На автопортрете, выполненном двадцатишестилетним художником (1968), Васильев находится на подъеме творческих сил. С картины смотрит красивый молодой человек с открытым взглядом. Художник изобразил себя в форме военного образца на фоне бога войны с мечом и боевого знамени. Он словно бы готов на бой, Васильев. Пребывая душой среди героических образов, он сам становится в ряд собственных героев. Его творческое призвание окончательно определилось в тот период; художник обретает собственный путь в живописи, он тверд и решителен в своей невидимой брани с ненавистниками России.
Другой автопортрет Васильева (1970) можно охарактеризовать как вполне светский. Здесь художник запечатлел себя в пору зрелого мужества. По воспоминаниям друзей, художник относился к творчеству, как к священнодействию. Во время работы его нередко можно было застать с кистью в руках — в парадном костюме и галстуке.

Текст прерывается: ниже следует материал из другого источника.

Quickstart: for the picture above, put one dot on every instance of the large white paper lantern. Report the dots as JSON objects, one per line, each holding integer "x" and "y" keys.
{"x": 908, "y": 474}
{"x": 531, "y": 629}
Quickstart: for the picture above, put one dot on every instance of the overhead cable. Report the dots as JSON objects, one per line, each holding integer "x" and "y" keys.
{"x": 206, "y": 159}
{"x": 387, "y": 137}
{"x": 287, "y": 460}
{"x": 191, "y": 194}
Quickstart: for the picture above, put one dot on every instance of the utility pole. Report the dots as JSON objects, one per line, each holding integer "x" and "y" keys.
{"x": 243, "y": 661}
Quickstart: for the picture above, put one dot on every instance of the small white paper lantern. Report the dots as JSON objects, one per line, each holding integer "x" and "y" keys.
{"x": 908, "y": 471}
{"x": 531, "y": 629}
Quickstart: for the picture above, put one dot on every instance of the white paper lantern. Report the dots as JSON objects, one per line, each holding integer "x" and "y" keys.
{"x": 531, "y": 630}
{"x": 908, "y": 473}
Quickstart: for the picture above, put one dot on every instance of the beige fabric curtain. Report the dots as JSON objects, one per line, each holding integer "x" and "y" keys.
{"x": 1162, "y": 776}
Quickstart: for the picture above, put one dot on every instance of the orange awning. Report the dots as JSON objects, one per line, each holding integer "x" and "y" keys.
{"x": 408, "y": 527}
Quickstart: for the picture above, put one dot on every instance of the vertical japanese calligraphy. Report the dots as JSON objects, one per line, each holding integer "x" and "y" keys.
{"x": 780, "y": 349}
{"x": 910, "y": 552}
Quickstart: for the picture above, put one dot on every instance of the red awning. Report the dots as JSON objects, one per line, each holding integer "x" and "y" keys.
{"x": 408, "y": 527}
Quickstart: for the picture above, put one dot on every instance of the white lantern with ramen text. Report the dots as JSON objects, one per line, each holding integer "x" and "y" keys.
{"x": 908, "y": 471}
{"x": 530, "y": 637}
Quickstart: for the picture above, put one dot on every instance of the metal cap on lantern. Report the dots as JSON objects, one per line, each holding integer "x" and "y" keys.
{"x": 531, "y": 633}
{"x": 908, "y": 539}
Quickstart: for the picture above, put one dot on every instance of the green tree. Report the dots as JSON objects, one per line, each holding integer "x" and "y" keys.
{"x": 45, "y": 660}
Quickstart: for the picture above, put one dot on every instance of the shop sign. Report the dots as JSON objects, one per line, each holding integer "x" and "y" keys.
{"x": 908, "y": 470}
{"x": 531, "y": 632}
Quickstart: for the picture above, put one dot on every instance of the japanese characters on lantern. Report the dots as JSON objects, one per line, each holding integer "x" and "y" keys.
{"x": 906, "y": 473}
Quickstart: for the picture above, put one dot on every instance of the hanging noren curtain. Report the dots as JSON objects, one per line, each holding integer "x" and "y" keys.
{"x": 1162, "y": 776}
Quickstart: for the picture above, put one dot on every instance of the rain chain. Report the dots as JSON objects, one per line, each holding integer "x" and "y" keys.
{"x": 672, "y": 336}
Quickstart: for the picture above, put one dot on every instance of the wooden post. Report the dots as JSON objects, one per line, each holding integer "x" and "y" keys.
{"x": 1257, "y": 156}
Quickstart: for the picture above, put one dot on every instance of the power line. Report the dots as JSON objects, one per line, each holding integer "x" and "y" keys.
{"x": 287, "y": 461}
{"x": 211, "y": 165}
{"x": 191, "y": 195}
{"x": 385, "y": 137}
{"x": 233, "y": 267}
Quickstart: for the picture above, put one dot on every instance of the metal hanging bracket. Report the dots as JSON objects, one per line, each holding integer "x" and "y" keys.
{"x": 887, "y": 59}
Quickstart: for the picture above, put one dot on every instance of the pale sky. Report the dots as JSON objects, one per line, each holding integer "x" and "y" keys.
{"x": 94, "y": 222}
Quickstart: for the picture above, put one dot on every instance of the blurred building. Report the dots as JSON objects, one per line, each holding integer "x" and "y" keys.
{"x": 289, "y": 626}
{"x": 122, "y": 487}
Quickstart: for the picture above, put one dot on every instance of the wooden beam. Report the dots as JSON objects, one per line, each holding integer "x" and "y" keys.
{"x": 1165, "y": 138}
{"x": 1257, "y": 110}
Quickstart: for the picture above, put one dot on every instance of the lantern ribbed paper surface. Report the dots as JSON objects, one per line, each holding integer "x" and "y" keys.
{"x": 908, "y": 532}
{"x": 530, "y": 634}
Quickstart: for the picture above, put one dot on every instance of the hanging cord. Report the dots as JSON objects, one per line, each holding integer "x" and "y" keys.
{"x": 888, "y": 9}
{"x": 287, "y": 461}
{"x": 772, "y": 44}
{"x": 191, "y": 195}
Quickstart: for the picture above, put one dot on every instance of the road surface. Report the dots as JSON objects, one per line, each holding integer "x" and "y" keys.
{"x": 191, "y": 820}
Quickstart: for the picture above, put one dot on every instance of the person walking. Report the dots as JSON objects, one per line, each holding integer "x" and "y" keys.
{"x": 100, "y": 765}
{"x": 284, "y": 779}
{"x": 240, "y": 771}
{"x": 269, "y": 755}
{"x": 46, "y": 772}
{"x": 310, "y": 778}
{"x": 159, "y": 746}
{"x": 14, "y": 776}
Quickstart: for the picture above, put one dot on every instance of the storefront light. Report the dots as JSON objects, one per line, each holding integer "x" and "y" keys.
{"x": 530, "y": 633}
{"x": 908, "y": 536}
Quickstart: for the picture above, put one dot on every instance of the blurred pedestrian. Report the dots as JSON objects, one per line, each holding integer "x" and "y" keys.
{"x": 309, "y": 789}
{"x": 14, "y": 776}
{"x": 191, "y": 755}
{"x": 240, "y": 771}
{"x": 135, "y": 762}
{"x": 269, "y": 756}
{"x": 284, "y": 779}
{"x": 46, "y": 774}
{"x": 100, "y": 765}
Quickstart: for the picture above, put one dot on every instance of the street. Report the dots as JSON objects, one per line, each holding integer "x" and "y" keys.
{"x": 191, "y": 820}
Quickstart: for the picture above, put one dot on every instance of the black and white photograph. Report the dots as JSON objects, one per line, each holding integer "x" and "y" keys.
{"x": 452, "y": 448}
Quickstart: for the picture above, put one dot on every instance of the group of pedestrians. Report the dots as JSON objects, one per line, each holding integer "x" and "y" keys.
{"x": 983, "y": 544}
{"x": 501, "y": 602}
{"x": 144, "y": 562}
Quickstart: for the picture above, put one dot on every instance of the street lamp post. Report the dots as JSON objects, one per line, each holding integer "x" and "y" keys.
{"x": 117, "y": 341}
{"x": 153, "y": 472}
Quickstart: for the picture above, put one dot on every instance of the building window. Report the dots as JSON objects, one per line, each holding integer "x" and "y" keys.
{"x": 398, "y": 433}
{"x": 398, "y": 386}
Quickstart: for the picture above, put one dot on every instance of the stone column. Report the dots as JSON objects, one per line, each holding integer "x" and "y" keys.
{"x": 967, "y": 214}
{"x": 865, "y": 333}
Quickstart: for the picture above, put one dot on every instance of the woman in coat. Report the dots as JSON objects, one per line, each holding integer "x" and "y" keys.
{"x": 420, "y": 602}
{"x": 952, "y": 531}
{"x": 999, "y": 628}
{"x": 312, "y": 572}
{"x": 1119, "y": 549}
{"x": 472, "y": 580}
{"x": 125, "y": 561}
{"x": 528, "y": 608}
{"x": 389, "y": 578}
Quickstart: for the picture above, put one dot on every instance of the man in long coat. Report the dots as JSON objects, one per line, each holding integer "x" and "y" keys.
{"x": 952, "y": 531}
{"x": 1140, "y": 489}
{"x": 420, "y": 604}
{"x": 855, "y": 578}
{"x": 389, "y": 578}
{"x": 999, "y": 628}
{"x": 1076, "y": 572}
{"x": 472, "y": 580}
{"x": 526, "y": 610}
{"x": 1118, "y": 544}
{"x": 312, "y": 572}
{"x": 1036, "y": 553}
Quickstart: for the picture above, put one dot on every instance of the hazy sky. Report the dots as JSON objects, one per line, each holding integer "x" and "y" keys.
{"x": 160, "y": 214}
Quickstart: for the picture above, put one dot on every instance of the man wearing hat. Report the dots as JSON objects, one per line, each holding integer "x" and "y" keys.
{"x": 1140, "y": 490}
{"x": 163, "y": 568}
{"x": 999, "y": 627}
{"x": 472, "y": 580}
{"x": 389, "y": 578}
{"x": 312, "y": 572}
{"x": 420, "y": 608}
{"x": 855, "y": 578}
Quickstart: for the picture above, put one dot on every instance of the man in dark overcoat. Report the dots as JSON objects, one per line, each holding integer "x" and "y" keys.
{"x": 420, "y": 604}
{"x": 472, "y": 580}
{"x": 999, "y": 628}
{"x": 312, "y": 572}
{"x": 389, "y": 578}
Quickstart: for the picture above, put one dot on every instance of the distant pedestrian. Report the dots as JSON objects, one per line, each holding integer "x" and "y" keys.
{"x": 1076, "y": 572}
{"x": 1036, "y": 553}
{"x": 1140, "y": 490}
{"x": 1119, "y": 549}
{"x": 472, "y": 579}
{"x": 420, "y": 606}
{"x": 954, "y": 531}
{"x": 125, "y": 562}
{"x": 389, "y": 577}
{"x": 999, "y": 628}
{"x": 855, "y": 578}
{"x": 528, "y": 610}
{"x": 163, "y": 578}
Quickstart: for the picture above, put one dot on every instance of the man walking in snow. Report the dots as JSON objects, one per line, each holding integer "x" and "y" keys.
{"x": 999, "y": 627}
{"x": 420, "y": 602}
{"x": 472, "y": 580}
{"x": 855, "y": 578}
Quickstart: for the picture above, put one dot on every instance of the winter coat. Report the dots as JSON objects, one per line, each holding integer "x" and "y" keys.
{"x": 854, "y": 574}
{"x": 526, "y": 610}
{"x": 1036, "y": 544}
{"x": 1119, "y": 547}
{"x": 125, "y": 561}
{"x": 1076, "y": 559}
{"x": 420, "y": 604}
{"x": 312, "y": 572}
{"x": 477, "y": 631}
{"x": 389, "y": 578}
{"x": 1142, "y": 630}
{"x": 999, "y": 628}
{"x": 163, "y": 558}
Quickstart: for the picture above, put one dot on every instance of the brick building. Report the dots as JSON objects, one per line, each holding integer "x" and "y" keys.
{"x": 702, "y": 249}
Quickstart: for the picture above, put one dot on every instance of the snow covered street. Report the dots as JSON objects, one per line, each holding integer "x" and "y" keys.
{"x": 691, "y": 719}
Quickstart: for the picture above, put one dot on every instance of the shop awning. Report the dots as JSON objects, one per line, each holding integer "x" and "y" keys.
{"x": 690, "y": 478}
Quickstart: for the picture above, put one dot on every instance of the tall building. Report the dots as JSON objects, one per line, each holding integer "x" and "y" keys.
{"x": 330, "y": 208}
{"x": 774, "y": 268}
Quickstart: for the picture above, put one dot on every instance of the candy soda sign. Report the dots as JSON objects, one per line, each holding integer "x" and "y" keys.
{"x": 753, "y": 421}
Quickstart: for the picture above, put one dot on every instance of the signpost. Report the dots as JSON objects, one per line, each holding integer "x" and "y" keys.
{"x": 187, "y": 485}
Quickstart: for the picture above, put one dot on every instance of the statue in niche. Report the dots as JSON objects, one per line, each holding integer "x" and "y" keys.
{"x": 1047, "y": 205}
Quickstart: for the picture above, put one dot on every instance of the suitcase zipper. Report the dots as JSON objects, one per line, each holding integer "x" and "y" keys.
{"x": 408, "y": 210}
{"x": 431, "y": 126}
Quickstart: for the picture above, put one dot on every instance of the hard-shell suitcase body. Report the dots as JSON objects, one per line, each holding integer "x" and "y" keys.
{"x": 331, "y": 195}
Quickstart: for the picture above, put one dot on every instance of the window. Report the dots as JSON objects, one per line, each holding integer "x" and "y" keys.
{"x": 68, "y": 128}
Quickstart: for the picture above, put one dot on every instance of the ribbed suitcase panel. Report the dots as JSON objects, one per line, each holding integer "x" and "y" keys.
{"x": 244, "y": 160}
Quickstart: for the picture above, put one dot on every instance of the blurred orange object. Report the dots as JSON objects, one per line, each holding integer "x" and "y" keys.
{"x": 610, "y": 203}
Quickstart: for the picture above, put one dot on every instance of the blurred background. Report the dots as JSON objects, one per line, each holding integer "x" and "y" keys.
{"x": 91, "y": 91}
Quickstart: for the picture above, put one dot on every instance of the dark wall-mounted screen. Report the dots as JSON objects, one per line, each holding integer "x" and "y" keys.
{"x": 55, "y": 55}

Последний автопортрет, написанный художником незадолго до гибели (1976), — это поистине вещий образ. Васильев прозрел свой трагический путь и неизбежный исход. Трагедия вообще высший творческий жанр, в ней человек прикасается к таинству смерти, к той великой неизбежности, с которой рано или поздно столкнется лицом к лицу каждый. Перевернутая кружка с орлом, которую держит на картине художник — это опустевшая чаша жизни. В те глухие года, когда жил и творил художник, только круг духовных друзей и былые творения человеческого гения были его животворной средой. Ничто более не вдохновляло в ту пору. Невыразимая скорбь о царящем безвременье и о своей судьбе застыла навек в глазах художника, произведения которого приобрели широкую известность много позже. Подлинная жизнь Васильева оказалась жизнью посмертной. И эта горькая ясность открывается в его последнем образе, — образе стоящего перед обрывом человека. Васильев был обречен и понимал это как никто другой.